Recensione: Crepuscule Natura
Tre anni dopo il poco riuscito Djinn, gli Uada tornano sul luogo del delitto come ogni assassino che si rispetti, facendosi però cogliere in flagrante. Crepuscule Natura è un disco che, purtroppo o per fortuna, non cambia di una virgola tutto ciò che era stato proposto col lavoro precedente, mantenendone sì i pregi ma anche i numerosi difetti. Gli Uada erano partiti con un debutto folgorante e un seguito di poco inferiore ma comunque di buonissimo livello, poi, la svolta con l’inserimento del black’n’roll che ha un po’ mandato alle ortiche tutto il buono che era stato seminato. La proposta di questa band funzionava benissimo, e chi ne possiede la discografia completa può facilmente rendersi conto dello stacco quasi totale tra i primi due dischi e i lavori successivi. Il presente degli Uada mette in un angolo la furia e la cattiveria degli inizi, tentandola di incorniciare tra orpelli più o meno inutili, melodie sempre più stucchevoli e velleità progressive spesso incollate alla meno peggio.
Va detto però che Crepuscule Natura funziona molto meglio di Djinn, a partire soprattutto dal minutaggio, che qui tocca a malapena i quaranta minuti e risulta meno frustrante, ma comunque rivedibile nei modi. Sono cinque i brani proposti e, durante tutta la loro durata, si può ascoltare una vera e propria altalena di sensazioni. Gli Uada di oggi alternano grandi momenti a grandi delusioni, e non ci sono mezze misure. Questa band, col dono della sintesi, sarebbe in grado di comporre un album migliore dell’altro; purtroppo però dobbiamo accontentarci e cercare di vedere il bicchiere mezzo pieno. Come in Djinn, praticamente tutte le parti black’n’roll risultano irritanti: “tirano indietro” i brani in maniera clamorosa e sembrano momenti quasi creati apposta. Si centrano dei riff clamorosi e, non appena finito di dire “wow”, si passa alla bruttissima copia dei Tribulation. Prediamo ad esempio Retravsering the Void: i primi cinquanta secondi sono terrificanti, a che servono? Poi il brano parte, si risolleva, torna ancora al festaiolo andante e riparte con la strofa.

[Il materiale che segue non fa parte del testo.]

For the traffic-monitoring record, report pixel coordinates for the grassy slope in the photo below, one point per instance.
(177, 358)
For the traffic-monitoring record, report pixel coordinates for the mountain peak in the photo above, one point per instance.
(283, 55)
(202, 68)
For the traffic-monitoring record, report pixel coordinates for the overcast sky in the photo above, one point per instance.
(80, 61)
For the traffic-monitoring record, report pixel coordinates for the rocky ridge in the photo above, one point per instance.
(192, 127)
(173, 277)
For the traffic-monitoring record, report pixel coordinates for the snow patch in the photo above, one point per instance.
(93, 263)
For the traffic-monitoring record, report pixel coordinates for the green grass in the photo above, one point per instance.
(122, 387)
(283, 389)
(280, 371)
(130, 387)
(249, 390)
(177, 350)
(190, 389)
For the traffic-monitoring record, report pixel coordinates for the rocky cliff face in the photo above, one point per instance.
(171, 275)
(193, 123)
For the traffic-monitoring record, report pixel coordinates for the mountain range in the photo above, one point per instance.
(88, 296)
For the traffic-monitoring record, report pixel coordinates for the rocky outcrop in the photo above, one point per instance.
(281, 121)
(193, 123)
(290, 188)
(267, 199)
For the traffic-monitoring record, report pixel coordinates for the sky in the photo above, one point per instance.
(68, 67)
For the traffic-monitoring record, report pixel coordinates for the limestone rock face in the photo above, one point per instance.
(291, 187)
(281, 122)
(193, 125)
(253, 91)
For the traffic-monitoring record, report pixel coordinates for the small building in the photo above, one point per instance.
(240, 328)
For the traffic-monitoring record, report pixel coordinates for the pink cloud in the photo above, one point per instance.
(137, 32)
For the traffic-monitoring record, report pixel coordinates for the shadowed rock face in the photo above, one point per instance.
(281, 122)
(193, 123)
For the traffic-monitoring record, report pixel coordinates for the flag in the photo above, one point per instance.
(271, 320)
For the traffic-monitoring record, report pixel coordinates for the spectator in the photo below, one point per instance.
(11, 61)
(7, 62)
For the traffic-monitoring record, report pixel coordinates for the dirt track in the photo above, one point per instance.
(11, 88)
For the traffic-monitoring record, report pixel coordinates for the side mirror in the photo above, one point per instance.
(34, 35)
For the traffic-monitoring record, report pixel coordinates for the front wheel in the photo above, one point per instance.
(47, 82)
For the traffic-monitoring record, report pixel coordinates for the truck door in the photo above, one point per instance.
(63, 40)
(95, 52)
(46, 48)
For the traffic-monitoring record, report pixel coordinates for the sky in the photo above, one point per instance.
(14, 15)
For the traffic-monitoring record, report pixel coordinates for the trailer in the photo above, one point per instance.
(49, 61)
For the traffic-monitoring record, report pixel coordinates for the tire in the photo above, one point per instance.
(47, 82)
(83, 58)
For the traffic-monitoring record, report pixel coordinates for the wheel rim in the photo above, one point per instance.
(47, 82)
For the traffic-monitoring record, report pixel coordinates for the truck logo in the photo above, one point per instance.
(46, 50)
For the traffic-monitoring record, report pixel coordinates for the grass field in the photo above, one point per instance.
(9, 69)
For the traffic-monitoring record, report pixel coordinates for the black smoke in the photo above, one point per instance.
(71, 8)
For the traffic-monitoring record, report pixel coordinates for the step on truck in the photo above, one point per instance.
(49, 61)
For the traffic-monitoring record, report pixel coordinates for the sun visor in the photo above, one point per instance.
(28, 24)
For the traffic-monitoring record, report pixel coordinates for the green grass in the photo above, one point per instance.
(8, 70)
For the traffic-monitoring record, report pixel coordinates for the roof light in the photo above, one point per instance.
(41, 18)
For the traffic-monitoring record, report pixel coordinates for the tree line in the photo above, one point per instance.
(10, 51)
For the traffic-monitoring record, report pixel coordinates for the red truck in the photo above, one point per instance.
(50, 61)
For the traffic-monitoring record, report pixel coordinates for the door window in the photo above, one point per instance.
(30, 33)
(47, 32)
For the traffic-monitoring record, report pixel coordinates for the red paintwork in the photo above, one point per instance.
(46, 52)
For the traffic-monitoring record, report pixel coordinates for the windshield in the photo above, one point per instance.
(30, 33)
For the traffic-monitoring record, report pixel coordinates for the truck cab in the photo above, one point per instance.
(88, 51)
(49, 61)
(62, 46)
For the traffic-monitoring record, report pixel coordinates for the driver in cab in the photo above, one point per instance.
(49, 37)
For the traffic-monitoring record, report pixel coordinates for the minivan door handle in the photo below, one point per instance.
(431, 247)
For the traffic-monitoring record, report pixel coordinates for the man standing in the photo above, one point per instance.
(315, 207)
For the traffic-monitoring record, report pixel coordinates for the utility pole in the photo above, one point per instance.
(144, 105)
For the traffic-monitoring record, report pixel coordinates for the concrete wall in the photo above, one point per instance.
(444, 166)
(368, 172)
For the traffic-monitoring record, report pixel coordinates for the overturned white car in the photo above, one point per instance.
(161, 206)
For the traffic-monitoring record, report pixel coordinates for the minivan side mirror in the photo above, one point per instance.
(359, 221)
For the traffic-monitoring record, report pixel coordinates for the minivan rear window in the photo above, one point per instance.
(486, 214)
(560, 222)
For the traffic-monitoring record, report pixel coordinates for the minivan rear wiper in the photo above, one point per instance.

E cosi per tutto il brano: esalta, annoia, esalta, annoia, esalta, annoia.
Questo modus operandi, unito al fatto che i brani sono tendenzialmente troppo lunghi, dimostra che la band voglia tenere il piede ben piantato ma in troppe scarpe, continuando a sfornare lavori non al top. In tutto ciò, il brano migliore è l’ultimo, Through the Wax and Through the Wane, e guarda caso quello che non ha black’n’roll al suo interno. La produzione in ogni caso aiuta poco, essendo molto bassa e priva di cattiveria: si predilige la pulizia del suono, penalizzando in potenza tutto il lavoro. Scelta che alla lunga non paga.
Crepuscule Natura è un disco piacevole e suonato da grandi musicisti; è un peccato che si sia scelto di proseguire sulla scia del precedente lavoro, che già aveva mostrato delle falle piuttosto importanti. La situazione è sì migliorata ma siamo ancora lontani dai primi due album, dove gli Uada avevano già trovato la quadra al loro sound e non necessitavano di sforare in altri generi. E’ giusto rischiare, evolversi, tentare nuove strade, ma quando non pagano spesso bisogna fare un passo indietro e imparare dai propri errori, per poi tornare più forti che mai. Confidiamo nel prossimo lavoro.